Molecular Diagnosis and Identification of Genetic Variants Underlying Distal Renal Tubular Acidosis in Pakistani Patients Using Whole Exome Sequencing

2020 
Introduction: Primary distal renal tubular acidosis (dRTA) is a rare genetic disorder characterized by an impaired urinary acidification process in distal nephrons that results in the production of alkaline urine.
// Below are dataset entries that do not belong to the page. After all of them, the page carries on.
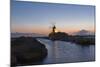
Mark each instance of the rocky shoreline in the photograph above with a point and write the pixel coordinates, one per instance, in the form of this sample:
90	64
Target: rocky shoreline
27	51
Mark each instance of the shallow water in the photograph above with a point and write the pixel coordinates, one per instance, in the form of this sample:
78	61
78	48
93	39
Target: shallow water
65	52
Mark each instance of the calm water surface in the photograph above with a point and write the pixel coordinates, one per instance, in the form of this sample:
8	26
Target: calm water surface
61	52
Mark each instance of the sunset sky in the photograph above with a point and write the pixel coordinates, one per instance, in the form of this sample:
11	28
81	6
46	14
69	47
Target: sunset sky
35	17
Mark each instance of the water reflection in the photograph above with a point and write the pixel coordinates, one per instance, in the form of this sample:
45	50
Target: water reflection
61	52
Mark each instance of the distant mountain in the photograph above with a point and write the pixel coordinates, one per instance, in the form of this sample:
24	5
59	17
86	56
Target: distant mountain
26	35
84	32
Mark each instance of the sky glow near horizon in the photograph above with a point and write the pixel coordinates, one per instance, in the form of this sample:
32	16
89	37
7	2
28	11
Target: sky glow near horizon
36	17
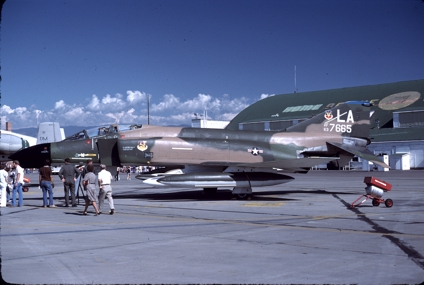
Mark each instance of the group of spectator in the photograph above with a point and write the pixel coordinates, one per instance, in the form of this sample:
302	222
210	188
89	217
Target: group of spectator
12	180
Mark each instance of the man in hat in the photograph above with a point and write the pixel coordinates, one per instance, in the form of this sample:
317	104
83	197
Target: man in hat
68	173
19	181
104	180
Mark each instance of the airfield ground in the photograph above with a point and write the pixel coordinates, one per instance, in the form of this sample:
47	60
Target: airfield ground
300	232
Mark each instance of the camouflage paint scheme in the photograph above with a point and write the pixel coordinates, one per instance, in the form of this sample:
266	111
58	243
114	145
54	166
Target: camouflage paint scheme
212	158
154	145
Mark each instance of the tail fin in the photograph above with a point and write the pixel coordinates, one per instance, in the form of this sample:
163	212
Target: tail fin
345	128
50	132
350	119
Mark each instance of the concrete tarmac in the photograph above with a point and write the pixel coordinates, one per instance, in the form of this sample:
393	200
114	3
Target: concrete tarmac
300	232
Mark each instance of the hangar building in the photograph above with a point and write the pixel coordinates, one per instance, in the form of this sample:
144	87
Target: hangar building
397	117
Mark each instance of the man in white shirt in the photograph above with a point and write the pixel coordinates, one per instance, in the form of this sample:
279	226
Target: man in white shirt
4	174
104	179
17	187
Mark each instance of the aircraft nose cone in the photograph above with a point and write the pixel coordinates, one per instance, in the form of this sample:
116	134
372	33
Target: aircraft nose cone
34	156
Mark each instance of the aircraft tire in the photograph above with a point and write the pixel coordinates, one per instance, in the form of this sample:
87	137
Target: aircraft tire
388	203
243	196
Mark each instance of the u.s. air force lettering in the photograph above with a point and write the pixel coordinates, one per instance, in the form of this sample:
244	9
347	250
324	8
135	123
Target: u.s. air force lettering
341	125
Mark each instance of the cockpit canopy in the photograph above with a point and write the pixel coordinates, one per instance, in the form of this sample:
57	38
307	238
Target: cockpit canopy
102	131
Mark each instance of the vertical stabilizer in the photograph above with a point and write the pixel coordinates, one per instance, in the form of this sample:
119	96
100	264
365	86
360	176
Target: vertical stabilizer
350	119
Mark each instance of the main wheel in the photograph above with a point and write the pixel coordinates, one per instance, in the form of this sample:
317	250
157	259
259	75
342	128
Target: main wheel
243	196
375	203
388	203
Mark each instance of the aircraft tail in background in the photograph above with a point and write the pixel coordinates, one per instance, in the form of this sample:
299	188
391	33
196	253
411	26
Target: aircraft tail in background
50	132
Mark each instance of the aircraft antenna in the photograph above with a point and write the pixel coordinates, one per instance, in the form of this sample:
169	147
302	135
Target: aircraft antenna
148	109
295	87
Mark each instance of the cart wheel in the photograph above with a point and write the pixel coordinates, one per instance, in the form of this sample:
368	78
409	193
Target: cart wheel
389	203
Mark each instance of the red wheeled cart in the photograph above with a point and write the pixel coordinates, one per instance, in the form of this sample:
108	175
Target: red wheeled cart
375	190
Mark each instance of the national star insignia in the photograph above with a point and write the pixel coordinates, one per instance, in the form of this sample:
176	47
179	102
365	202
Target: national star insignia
255	151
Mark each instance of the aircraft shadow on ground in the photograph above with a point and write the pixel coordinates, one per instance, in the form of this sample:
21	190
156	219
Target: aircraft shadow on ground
220	195
198	195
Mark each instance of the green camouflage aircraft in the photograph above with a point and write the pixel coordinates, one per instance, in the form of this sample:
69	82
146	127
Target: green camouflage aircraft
212	158
79	147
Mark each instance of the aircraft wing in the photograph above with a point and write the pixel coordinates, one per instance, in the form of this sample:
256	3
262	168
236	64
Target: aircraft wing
298	165
360	152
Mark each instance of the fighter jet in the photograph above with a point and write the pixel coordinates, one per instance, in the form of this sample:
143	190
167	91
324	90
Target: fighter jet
212	158
78	147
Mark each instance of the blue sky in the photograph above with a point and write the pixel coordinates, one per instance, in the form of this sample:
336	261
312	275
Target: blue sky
86	63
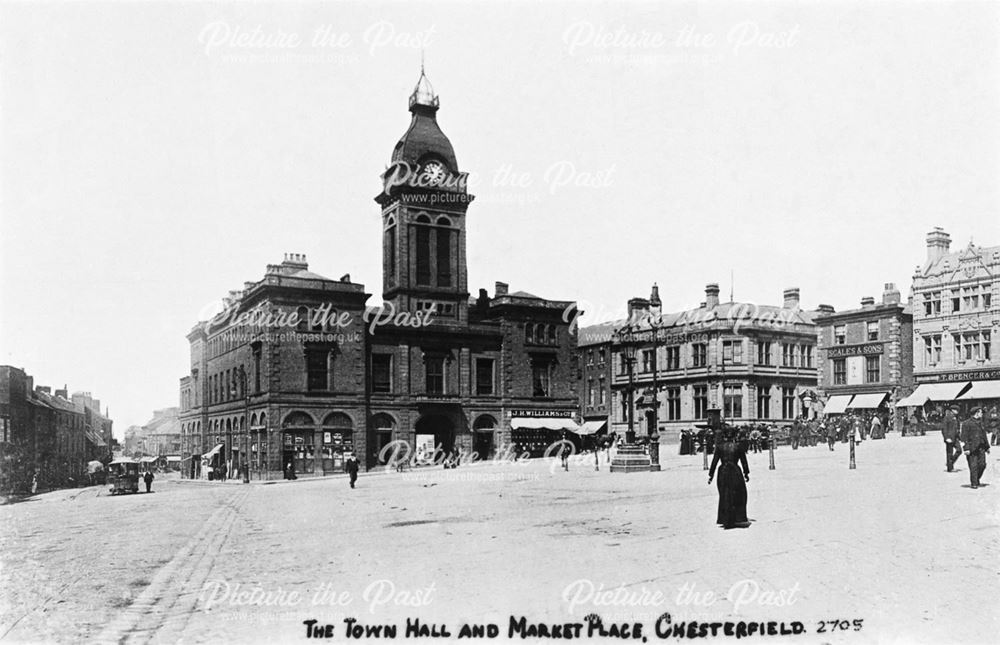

Loss of function variants in any of the three genes, ATP6V0A4, ATP6V1B1, or SLC4A1, which all play a role in normal acidification of urine by kidneys, may lead to dRTA. Objective: This study was designed to identify genetic variants underlying dRTA in Pakistani patients using whole exome sequencing, followed by confirmatory Sanger sequencing. Materials and Methods: Patients were identified following presentation with characteristic clinical features of dRTA including vomiting, dehydration, and highly alkaline urine with metabolic acidosis during the first few days of life. Whole exome sequencing and Sanger sequencing were employed for genetic analyses of the patients. In silico analyses of the identified variants were performed using web-based bioinfomatics programs. Results: Through whole exome sequencing, we identified two splice site variants (c.2257 + 1G>A and c.722 + 5G>A) in the ATP6V0A4 gene that likely underly the disease phenotype in the two families. Multiple in silico tools predicted these variants to affect the respective splice sites supporting their likely role in pathogenesis. Conclusion: The study extends the spectrum of ATP6V0A4 variants associated with dRTA and should benefit the genetic counseling and prenatal diagnosis of the affected families.